In 1972, when she was interviewing for the new and controversial position of women’s advisor to Gough Whitlam, future femocrat Anne Summers was asked to nominate the single most important policy issue for Australian women.
She struggled to identify just one, but finally stated child care was the priority if Australian women were going to be able to balance work and family obligations effectively.
Throughout the Hawke and Keating years of government child care always had a place in Labor’s policy agenda, but the commitment to putting money behind the promise waxed and waned to say the least.
Since 1996 we have seen child care fall off the mainstream agenda for both parties.
This week it made a comeback in relation to the ALP. Time will tell whether it will come back like John Travolta or like Charlie Sheen.
Labor’s childcare funding boost of $1 billion is clearly part of its appeal to middle-income voters. The special incentives for centres to cater to babies under two years reflects the fact that for many women (especially those employed casually or those without maternity leave) going back to work a few months after the birth of a child is an economic imperative, not a lifestyle choice.
Latham has come good on the promise he made to certain women in the Labor caucus that he would give women’s policy a bigger lead up, and greater emphasis, than had previously been the case under Kim Beazley.
But no one could possibly mistake Latham for a born-again feminist.
Just consider Labor’s ‘Male Role Models for Boys’ policy released in Week 2 of the campaign. It reads a little like a ‘men’s rights’ pamphlet, or at best a Susan Faludi bestseller. It talks about how Australian boys are struggling with a crisis of masculinity brought about by the loss of blue collar jobs, problems with literacy levels, and issues around suicide and anti-social behaviour.

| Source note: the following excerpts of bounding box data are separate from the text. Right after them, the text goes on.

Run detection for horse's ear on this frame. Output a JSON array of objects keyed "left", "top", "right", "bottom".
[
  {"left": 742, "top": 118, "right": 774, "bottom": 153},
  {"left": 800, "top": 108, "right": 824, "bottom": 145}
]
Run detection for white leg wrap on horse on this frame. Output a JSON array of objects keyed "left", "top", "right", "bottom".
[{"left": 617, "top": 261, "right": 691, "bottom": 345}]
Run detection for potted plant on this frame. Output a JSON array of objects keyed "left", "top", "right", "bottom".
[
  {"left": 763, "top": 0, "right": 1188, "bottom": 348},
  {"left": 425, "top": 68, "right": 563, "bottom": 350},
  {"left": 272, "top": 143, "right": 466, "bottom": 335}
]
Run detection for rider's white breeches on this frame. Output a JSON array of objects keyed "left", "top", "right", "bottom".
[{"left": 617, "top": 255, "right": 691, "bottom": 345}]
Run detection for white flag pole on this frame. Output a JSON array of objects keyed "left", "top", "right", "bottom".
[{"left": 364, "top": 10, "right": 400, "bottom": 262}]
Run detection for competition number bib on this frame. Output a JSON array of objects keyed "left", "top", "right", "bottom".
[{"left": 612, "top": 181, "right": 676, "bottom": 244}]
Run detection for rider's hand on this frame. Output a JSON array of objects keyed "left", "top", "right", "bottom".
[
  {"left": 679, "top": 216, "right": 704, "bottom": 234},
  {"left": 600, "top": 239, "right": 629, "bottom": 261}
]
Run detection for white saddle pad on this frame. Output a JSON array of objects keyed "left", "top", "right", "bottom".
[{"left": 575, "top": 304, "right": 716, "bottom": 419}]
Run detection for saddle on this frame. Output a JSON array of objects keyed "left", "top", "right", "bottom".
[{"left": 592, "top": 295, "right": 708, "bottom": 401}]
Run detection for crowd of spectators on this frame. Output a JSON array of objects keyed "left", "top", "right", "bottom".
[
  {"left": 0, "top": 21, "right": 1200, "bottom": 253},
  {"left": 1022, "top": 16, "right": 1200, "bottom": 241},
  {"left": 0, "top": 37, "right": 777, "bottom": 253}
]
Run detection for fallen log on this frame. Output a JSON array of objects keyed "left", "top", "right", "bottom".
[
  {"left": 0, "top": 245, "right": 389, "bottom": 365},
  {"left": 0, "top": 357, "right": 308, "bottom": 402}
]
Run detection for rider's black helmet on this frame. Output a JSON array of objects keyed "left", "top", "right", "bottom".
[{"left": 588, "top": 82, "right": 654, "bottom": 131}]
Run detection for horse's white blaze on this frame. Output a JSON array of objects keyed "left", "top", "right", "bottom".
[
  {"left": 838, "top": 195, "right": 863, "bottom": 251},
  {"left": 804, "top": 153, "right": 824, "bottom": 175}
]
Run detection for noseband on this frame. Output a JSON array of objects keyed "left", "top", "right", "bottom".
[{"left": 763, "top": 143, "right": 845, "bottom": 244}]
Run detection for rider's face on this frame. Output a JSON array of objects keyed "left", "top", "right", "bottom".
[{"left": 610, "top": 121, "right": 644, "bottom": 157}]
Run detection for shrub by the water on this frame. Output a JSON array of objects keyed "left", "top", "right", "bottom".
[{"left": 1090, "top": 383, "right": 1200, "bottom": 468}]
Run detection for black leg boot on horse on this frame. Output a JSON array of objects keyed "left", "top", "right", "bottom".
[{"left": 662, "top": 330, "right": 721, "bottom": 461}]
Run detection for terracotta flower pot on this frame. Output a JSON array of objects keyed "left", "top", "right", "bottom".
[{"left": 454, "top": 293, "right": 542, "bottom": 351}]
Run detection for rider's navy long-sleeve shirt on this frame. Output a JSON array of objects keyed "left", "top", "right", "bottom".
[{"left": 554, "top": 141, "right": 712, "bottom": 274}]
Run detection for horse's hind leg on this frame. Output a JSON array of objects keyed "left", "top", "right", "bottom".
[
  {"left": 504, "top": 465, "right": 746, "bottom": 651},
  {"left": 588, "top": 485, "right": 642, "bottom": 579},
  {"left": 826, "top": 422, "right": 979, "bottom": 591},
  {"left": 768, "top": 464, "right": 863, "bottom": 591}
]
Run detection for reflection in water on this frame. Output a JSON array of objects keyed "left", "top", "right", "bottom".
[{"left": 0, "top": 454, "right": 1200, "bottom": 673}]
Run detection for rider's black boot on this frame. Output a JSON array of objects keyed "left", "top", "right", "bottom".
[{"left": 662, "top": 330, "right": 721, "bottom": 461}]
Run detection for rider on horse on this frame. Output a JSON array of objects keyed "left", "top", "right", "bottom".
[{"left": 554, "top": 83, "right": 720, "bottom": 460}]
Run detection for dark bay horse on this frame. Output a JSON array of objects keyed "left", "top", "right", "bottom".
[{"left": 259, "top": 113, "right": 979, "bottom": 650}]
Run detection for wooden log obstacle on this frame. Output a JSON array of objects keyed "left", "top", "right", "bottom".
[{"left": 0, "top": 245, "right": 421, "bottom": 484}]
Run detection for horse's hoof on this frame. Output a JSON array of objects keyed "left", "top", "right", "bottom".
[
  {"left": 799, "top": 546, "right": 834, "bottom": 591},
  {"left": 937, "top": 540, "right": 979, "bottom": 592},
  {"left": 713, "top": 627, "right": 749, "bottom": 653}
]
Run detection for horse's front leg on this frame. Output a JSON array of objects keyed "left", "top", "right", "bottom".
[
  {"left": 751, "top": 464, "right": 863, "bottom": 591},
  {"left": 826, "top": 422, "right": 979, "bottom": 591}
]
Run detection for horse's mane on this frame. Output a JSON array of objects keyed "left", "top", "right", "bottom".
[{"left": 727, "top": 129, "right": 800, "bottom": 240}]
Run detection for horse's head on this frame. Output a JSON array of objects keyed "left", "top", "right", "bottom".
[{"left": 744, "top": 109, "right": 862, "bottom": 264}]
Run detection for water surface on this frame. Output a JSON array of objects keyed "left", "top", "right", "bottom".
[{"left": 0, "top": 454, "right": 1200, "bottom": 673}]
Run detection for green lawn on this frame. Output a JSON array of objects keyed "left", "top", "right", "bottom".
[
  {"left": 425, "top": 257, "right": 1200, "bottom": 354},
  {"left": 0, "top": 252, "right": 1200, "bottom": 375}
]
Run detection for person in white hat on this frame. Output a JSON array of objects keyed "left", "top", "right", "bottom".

There is no doubt that some boys, especially those from rural and regional areas and lower socio-economic brackets, are struggling hard at school compared to girls. But in employment terms most recover from this relative disadvantage later on in life, because – unlike the majority of women – their career paths aren’t seriously interrupted by family duties.
Without a genuine policy commitment to child care, a woman’s career will probably never get back on track after she has her first child.
As much as the moral panic over problems with boys gives me the willies, it may well be smart politics for Labor. Helping boys at school and women after they leave school may go some way towards satisfying women’s groups as well as those groups with a less-than-feminist agenda.
Of course it runs the risk of disappointing both, but then again Latham has never been one to play it safe.